During the public health crisis which is now upon us and is likely to worsen before it gets better, many employers, large and small, are growing increasingly concerned with the challenges they foresee in keeping their contractual obligations, sustaining their business and the possibility of reducing workforce. To assist with decision making, employers should become acquainted with the applicable law in this regard.
In Florida, employees fall into two classifications–‘contract’ or ‘at-will’. How you treat employees in the event of a business slow down or stoppage as a result of COVID 19 will depend on their classification.
Your relationship with your contract employee is governed by the express terms of your employment agreement with the employee and may extend to terms of separation as to both employer and employee. In such situations, how you terminate employment relationships will naturally vary by the terms of the agreement. That’s not to say that the employment relationship cannot be terminated, it’s just that the devil is in the details.

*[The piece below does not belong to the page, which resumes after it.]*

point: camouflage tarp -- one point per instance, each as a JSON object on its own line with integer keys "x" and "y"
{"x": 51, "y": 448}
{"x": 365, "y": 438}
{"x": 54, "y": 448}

On the other hand, an employee at-will/employer relationship is not governed by any agreement. In fact, an employee at-will can be let go for any reason or no reason at all without advanced notification so long as the separation is not based upon, generally; the constitutionally protected classes of race, religion, age, gender, or national origin. Florida, being an employment at-will state, grants both employers and employees the flexibility to terminate employment when and if they please without legal liability as long as termination is not for an unlawful purpose.
An employee at-will workforce gives you the ability to quickly react if you suffer a business slow down or work stoppage as there is no law that mandates that you must continue to employee workers in the face of such situations. However, while Florida law may generally grant you flexibility to make such a decision without advance notification, United States Federal law is different. The Worker Adjustment and Retraining Notification Act of 1988 (the “Warn Act”), places certain burdens on employers with more than 100 employees.
Employers who meet the requirements of the Warn Act must provide employees and local government 60 calendar-days advance notification of mass layoffs. There are three exceptions to giving the required warning. They are (1) the “Faltering Company”, (2) Unforeseeable Business Circumstances and (3) Natural Disaster exceptions. While an employer is excused from giving 60 calendar-days notice for the foregoing reasons, an employer must still give as much notice as is practicable. Violating the Warn Act can expose you to back pay and benefits exposure for each aggrieved employee. While it may appear that the coronavirus meets both the unforeseeable business circumstance and the material disaster exceptions, employers should consult an attorney to navigate the terms of the act and to review any planned lay-offs.